The radio clicked on, playing a local rock station, and he jumped at the sudden noise. He stared at the stereo, glowing bright green, and watched as the song information scrolled across the display. The truck headlights made an audible click as they lit up, illuminating the heavy rain in front of him. 

He gasped and pushed his back hard into the seat. The headlights turned off, and the radio fell dark and silent. The dome light flickered on, then returned to dark like the others.

He struggled to breathe, thinking of explanations as quickly as he could.

Water and electronics don’t mix.

He sighed loudly, relieved. Of course. He was sitting in a sinking truck, and the muddy water was wreaking havoc on the wiring. 

The headlights turned on again, and then the dome light. He chuckled a little, and the radio began again, too.

As he watched the radio light up, the volume increased. He leaned closer as the volume increased again. The knob of the stereo clicked three more times as the volume increased for a third time, and he grabbed at the door handle, falling into the lake that now held his truck captive. As he struggled to his feet, the truck door slammed shut, and he heard the locks click.

As he waded away, the light from the truck’s dome light illuminated a small square of the murky water, and he yelled as he noticed the dark red color of the once muddy hole.

“No!” he screamed. And it was all he could manage to think. He had but the one thought, so he kept screaming it. “No! No! No!”

He stumbled out of the bloody pit and fell backwards. He landed hard on his back, and as he struggled to breathe, he saw an orange light, sitting atop the closest hill.

People! Other turkey hunters maybe.

He stood and ran as fast as he could manage, falling several times over large rocks and dead trees, made invisible by the darkening night.

He approached the fire, finding that he was alone.

“Hello?” he called. “Hello? Can you hear me?”

No one answered, yet someone had built the fire. There was a ring of rocks around the edge, and something cooked on a spit over the flames. A mat was stretched out beside the fire, and a pile of fur, a blanket, sat atop it. He looked back at his truck, which was now dark. He grabbed the fur blanket, surprised to find it dry. He covered his shoulders and immediately felt warm and protected from the falling rain. He sat down on the mat, and behind the fire he noticed another tusk, yet this one was still connected.
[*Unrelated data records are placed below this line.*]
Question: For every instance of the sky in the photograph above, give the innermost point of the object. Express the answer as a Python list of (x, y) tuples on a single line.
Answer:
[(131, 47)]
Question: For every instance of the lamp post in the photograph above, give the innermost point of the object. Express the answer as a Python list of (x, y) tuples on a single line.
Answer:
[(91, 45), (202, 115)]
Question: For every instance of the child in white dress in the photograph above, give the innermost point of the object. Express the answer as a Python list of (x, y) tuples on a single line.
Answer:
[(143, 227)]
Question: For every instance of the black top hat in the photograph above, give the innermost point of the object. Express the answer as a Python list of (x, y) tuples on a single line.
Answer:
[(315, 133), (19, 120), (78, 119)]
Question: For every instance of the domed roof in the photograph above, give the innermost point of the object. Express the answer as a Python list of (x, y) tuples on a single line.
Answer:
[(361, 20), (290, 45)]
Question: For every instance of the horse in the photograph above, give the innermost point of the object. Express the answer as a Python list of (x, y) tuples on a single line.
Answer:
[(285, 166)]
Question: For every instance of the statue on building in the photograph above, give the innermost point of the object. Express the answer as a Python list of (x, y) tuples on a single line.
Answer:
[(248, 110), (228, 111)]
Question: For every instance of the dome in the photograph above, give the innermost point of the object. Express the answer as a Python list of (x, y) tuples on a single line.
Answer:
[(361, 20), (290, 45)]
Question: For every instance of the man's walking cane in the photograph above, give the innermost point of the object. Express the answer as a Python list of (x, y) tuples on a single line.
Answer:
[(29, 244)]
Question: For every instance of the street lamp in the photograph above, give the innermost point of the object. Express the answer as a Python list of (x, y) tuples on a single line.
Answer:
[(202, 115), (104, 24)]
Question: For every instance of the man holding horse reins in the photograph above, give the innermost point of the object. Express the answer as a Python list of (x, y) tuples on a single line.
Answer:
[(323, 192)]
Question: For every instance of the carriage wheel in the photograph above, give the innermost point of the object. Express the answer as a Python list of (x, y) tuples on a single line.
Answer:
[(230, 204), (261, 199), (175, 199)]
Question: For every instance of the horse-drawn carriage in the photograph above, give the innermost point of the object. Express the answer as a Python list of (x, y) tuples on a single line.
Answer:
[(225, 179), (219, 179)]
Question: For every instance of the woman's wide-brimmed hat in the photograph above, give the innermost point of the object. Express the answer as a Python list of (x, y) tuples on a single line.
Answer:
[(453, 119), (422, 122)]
A large mammoth head, completely without flesh, stared at him from the ground opposite. 

He shrugged the blanket closer, covering his neck from the rain, and waited for whoever’s camp he was in to return.

When he woke, the fire was gone. No coals, either. No blanket, or mat, or skull. Yet, he was warm and alive, and largely dry, yet the early morning sprinkles began to seep into his clothing.
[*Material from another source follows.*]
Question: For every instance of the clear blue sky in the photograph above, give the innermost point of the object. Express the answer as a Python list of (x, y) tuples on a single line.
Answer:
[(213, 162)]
He turned to face his truck, only to find a large swath of brown that ran from the top of the neighboring hill, all the way to the edge of a nearby cliff face. 

Flash flood.

His face turned white as he realized how much water had run down the mountain. The brown smudge revealed its trail, and the water had almost reached him where he slept, yet, he had been high enough. 

Just high enough.

He looked around the area where he had slept, finding no evidence anyone but him had been there through the night, and when he searched the scene where his truck had been stuck, he found nothing left. No bones, no blood, and no truck. 

He glanced back at where he had seen the fire, just before the flood, and nodded slowly.

Barely–or maybe perfectly–high enough.